Problem Description
We are given an m x n grid where:
- '.' is an empty cell.
- '#' is a wall.
- '@' is the starting point.
- Lowercase letters represent keys.
- Uppercase letters represent locks. You start at the starting point and can move one space at a time in one of the four cardinal directions. You cannot pass through walls and you can only pass through a lock if you have collected its corresponding key. Given that there is exactly one key and one lock for the first k letters, return the fewest number of moves required to collect all the keys. If it is impossible, return -1.
Key Insights
- Use Breadth-First Search (BFS) to explore the grid level by level.
- Represent the collection of keys with a bitmask (since there are at most 6 keys).
- Augment the BFS state with the position (row, col) and the current bitmask of keys collected.
- Use a visited set (or 3D visited structure) to avoid re-exploring the same state.

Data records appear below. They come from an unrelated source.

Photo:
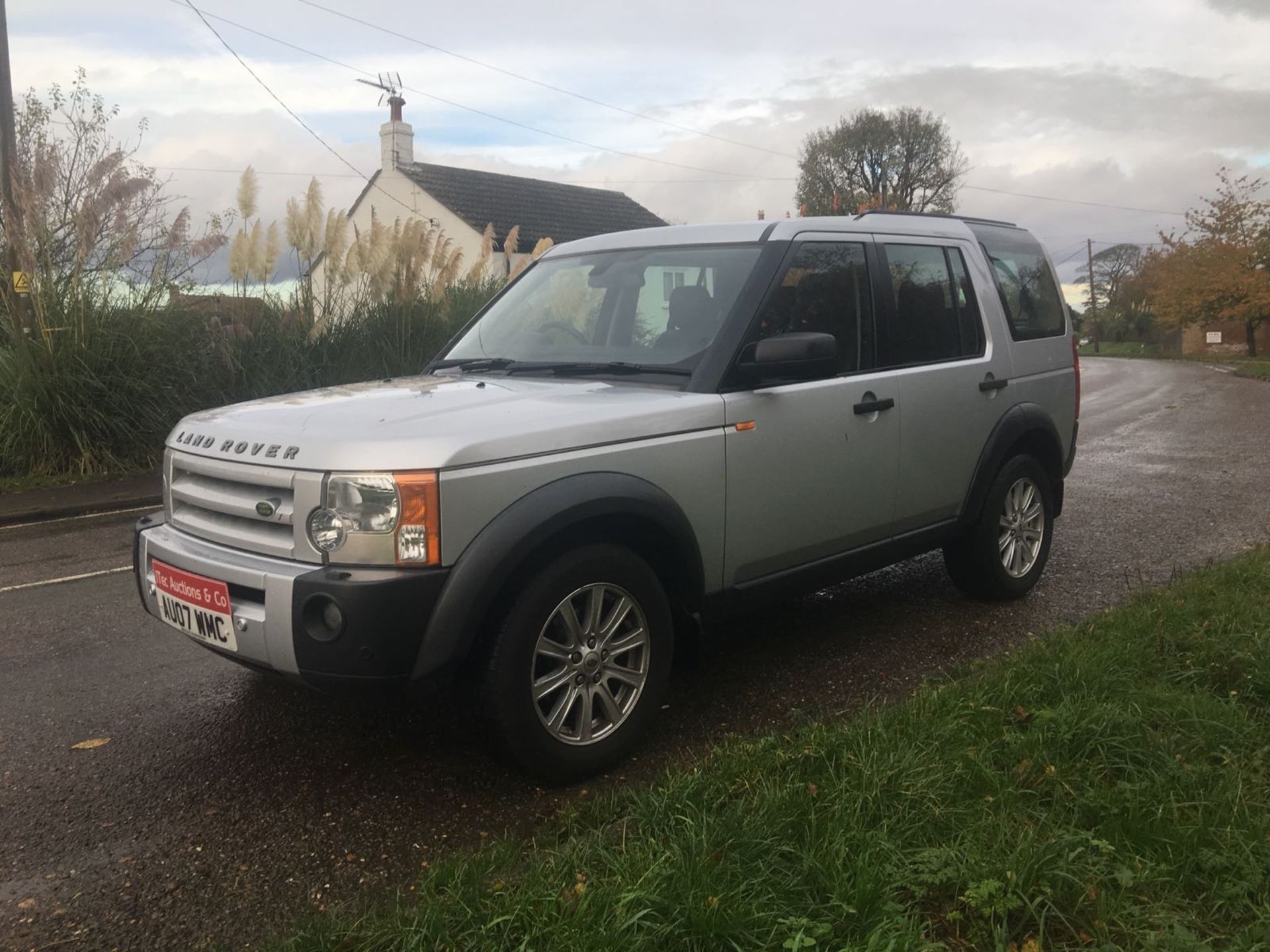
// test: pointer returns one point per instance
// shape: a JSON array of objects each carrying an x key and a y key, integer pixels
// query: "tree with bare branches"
[
  {"x": 95, "y": 221},
  {"x": 904, "y": 159}
]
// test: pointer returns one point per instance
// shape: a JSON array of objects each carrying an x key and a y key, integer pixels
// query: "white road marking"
[
  {"x": 66, "y": 578},
  {"x": 87, "y": 516}
]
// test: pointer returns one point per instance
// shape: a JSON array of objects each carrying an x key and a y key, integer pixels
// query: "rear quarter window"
[{"x": 1028, "y": 288}]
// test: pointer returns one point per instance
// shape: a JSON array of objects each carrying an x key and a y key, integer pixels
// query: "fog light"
[
  {"x": 327, "y": 531},
  {"x": 323, "y": 617}
]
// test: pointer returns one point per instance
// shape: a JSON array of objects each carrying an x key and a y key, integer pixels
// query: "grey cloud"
[
  {"x": 1249, "y": 8},
  {"x": 1155, "y": 104}
]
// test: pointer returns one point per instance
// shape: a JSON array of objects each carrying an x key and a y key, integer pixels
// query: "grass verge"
[
  {"x": 1128, "y": 348},
  {"x": 1105, "y": 787}
]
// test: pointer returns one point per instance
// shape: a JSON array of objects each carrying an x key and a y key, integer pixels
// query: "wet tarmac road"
[{"x": 226, "y": 805}]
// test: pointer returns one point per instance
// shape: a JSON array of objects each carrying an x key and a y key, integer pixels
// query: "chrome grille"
[{"x": 216, "y": 500}]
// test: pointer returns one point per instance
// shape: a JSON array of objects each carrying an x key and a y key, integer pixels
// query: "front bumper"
[{"x": 276, "y": 607}]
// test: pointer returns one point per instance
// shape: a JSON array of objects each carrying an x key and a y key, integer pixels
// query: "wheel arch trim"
[
  {"x": 1021, "y": 424},
  {"x": 509, "y": 541}
]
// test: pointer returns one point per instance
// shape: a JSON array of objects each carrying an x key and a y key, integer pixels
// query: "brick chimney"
[{"x": 397, "y": 138}]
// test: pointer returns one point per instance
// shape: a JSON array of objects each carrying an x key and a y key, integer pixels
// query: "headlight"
[{"x": 379, "y": 520}]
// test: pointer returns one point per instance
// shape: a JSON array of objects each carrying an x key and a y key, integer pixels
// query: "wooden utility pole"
[
  {"x": 8, "y": 175},
  {"x": 1094, "y": 298}
]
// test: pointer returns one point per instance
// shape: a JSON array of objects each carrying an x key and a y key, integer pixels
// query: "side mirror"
[{"x": 794, "y": 356}]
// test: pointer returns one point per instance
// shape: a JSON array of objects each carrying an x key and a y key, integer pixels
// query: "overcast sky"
[{"x": 1122, "y": 102}]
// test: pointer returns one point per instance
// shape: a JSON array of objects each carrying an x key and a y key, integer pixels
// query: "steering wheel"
[{"x": 560, "y": 325}]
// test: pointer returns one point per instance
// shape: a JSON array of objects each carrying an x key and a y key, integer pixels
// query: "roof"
[
  {"x": 541, "y": 208},
  {"x": 779, "y": 230}
]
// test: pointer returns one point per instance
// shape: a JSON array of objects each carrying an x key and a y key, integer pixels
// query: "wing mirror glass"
[{"x": 795, "y": 356}]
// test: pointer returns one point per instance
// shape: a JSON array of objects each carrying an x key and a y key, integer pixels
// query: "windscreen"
[{"x": 652, "y": 307}]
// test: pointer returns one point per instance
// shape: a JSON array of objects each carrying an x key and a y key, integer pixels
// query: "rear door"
[
  {"x": 808, "y": 474},
  {"x": 952, "y": 368},
  {"x": 1032, "y": 299}
]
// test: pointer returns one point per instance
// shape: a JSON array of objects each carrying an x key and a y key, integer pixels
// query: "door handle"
[{"x": 872, "y": 407}]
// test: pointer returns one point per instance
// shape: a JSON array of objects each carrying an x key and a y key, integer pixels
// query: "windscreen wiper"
[
  {"x": 579, "y": 368},
  {"x": 476, "y": 364}
]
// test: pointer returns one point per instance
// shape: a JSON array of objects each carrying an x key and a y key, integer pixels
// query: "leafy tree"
[
  {"x": 1118, "y": 292},
  {"x": 1217, "y": 270},
  {"x": 907, "y": 154}
]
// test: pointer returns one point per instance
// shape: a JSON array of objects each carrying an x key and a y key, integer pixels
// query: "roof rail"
[{"x": 937, "y": 215}]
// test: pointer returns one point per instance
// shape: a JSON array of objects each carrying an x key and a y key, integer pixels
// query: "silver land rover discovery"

- Continue exploring until the state where the bitmask equals the target (all keys collected), then return the step count.
Space and Time Complexity
Time Complexity: O(m * n * 2^k) where m and n are the grid dimensions and k is the number of keys. Space Complexity: O(m * n * 2^k) due to maintaining visited states.
Solution
We solve the problem using BFS by treating each grid cell along with the keys collected as a unique state. At each step:
- If the cell is empty, simply continue.
- If the cell contains a key, update the key bitmask.
- If the cell contains a lock, only continue if its corresponding key is already collected.
- Use a visited set/array to track visited states (row, col, keys). The algorithm terminates when all keys are collected, returning the number of moves. A failure to complete the task returns -1.